歩けば数歩で部屋の隅から隅に行き着いてしまうほど小さな診療所でしたが、私にはこのうえもない安らぎの場になりました。私の住まいは、その診療所の二階で、大工の工房の皆様が大きなベッドを運んでくださったら、もうそれだけで部屋がいっぱいになるほどの狭さでした。


街の人達はみな親切でいつも私のことを気遣ってくれ、いつしか私も悲しみを乗り越えて、下町の皆さんの診療を、以前のように楽しく行っていました。

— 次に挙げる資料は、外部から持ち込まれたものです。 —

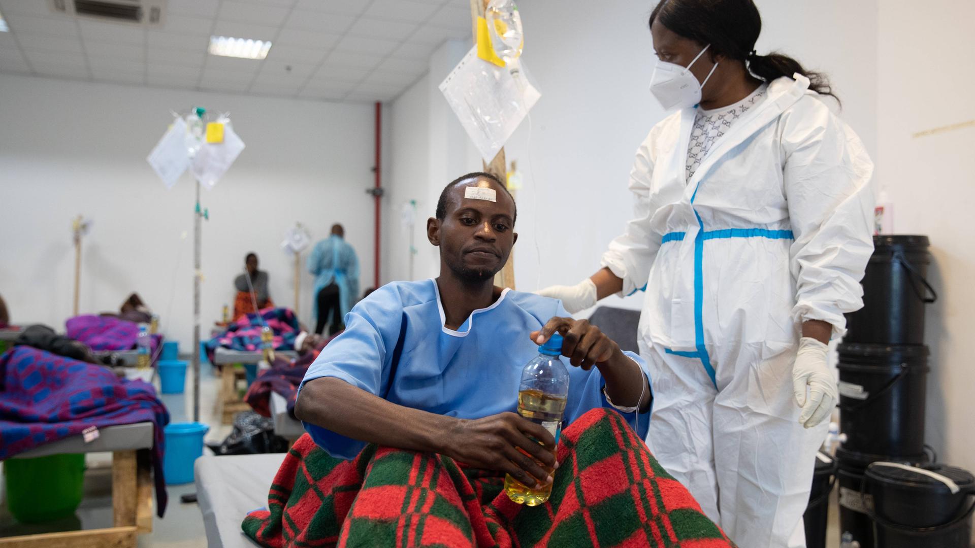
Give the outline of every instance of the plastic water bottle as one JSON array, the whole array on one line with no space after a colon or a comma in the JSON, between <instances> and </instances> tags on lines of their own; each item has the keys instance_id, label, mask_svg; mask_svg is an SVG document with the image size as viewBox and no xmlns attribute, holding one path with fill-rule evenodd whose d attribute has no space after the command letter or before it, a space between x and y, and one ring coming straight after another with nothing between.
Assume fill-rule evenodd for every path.
<instances>
[{"instance_id":1,"label":"plastic water bottle","mask_svg":"<svg viewBox=\"0 0 975 548\"><path fill-rule=\"evenodd\" d=\"M504 59L511 75L518 78L518 58L522 57L525 45L518 6L512 0L491 0L485 10L485 19L488 20L491 48Z\"/></svg>"},{"instance_id":2,"label":"plastic water bottle","mask_svg":"<svg viewBox=\"0 0 975 548\"><path fill-rule=\"evenodd\" d=\"M274 332L267 326L260 328L260 348L264 361L268 364L274 362Z\"/></svg>"},{"instance_id":3,"label":"plastic water bottle","mask_svg":"<svg viewBox=\"0 0 975 548\"><path fill-rule=\"evenodd\" d=\"M138 335L136 337L136 352L137 354L136 365L140 370L149 369L149 348L151 345L149 331L145 325L139 325Z\"/></svg>"},{"instance_id":4,"label":"plastic water bottle","mask_svg":"<svg viewBox=\"0 0 975 548\"><path fill-rule=\"evenodd\" d=\"M562 415L568 396L568 372L560 355L562 335L554 333L538 347L538 356L522 370L522 384L518 389L518 413L541 424L556 442L562 433ZM545 464L539 465L549 474L554 472ZM509 475L504 478L504 491L519 504L537 506L551 496L552 484L529 488Z\"/></svg>"}]
</instances>

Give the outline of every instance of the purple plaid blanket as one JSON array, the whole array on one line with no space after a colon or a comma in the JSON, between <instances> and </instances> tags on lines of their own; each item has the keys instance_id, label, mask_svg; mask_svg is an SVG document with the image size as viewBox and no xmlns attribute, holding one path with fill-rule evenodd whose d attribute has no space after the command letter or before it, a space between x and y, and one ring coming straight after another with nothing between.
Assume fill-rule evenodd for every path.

お屋敷からは心配したばあや達が、一度お屋敷に戻るよう何度も説得に参りましたが、居場所を見つけた私には、もはやお屋敷はさほどの場所でもなくなっておりましたので、そのうちに説得を諦めたばあやが、時々着替えを持ってくる程度になりました。


セドリック様もご病気でもないのに、体の健康状態を見て欲しいなどと、適当な言いわけをしながらいつもいらっしゃいました。

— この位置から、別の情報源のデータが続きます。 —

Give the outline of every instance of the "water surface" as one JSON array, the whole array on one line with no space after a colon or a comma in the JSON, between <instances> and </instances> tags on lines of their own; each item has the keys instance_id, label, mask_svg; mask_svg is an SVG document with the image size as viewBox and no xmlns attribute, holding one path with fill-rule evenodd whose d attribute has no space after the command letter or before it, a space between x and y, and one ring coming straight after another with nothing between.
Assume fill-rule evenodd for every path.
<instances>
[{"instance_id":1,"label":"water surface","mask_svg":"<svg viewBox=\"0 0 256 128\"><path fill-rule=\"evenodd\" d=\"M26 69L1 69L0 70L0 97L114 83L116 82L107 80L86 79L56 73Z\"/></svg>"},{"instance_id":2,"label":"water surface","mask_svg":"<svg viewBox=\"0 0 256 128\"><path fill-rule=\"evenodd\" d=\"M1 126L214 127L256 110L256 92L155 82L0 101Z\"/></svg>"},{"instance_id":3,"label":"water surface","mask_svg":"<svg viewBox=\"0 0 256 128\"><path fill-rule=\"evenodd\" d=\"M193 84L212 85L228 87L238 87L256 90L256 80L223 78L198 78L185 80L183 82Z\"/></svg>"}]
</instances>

そしてその日は、小さなお子さんを抱えた、あの褥婦だったお姉様と一緒にいらっしゃいました。お姉さんは、もうまったく心配いらない健康なお姿で明るく私にお礼を言ってくださいます。


「ナタリア先生、少しおなかが目立つようになりましたね。お大事にしてくださいね。」

めざとくお姉様に言われて少し恥じらいの顔を浮かべながら、ありがとうございますとお答えしました。

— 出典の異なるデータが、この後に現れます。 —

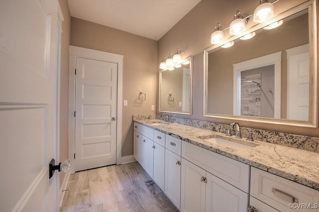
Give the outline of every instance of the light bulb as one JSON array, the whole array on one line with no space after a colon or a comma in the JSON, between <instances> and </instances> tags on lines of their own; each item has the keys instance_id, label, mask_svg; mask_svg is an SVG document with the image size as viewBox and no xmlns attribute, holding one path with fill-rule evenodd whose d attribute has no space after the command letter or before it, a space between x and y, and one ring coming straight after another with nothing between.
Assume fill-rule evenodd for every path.
<instances>
[{"instance_id":1,"label":"light bulb","mask_svg":"<svg viewBox=\"0 0 319 212\"><path fill-rule=\"evenodd\" d=\"M217 30L213 32L210 36L210 43L212 44L217 44L224 40L224 32L221 30Z\"/></svg>"},{"instance_id":2,"label":"light bulb","mask_svg":"<svg viewBox=\"0 0 319 212\"><path fill-rule=\"evenodd\" d=\"M246 23L242 18L234 20L229 26L229 34L238 35L246 29Z\"/></svg>"},{"instance_id":3,"label":"light bulb","mask_svg":"<svg viewBox=\"0 0 319 212\"><path fill-rule=\"evenodd\" d=\"M166 59L165 64L167 67L169 67L172 66L173 64L174 63L173 62L173 59L172 59L171 58L167 58L167 59Z\"/></svg>"},{"instance_id":4,"label":"light bulb","mask_svg":"<svg viewBox=\"0 0 319 212\"><path fill-rule=\"evenodd\" d=\"M274 16L274 5L270 3L260 4L254 11L253 21L256 23L263 23Z\"/></svg>"},{"instance_id":5,"label":"light bulb","mask_svg":"<svg viewBox=\"0 0 319 212\"><path fill-rule=\"evenodd\" d=\"M160 69L165 69L167 68L166 66L166 64L165 64L165 62L162 62L160 64Z\"/></svg>"},{"instance_id":6,"label":"light bulb","mask_svg":"<svg viewBox=\"0 0 319 212\"><path fill-rule=\"evenodd\" d=\"M181 61L181 56L179 54L175 54L173 56L173 62L175 63L178 63Z\"/></svg>"}]
</instances>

「あの日は私のせいで王立癒術士試験を棒に振ったと弟から聞かされております。とても申し訳ないことをしたと、一度きちんとお詫びがしたくて、弟にせがんで来たのです。ナタリア先生、もしお気持ちがあるのでしたら、ぜひ次の王立癒術士試験を受けるためのお手伝いをさせていただけませんか?」


驚きの提案でした。王立癒術士試験は、私が王立治療院でテオフィールの助手として働いていたからこそ受験資格を得られたのであって、平民相手の治癒魔術師には到底無理な話でしたから、全く考えてもいなかったのです。


セドリック様と、お姉様がおっしゃるには、王立治療院の院長はいくらでも推薦状は書くとおっしゃっているのだそうで、お姉様も高位貴族でしたから、高位貴族の推薦状もあるので、受験資格には全く障害は無いとのお話でした。


前回の試験の時も王立治療院の院長には推薦状を書いていただいたのにご迷惑をおかけしましたから、ふたたび推薦状を書いていただくのは、あまりに厚かましいことでしたが、そのご親切には本当に頭が下がる思いが致しました。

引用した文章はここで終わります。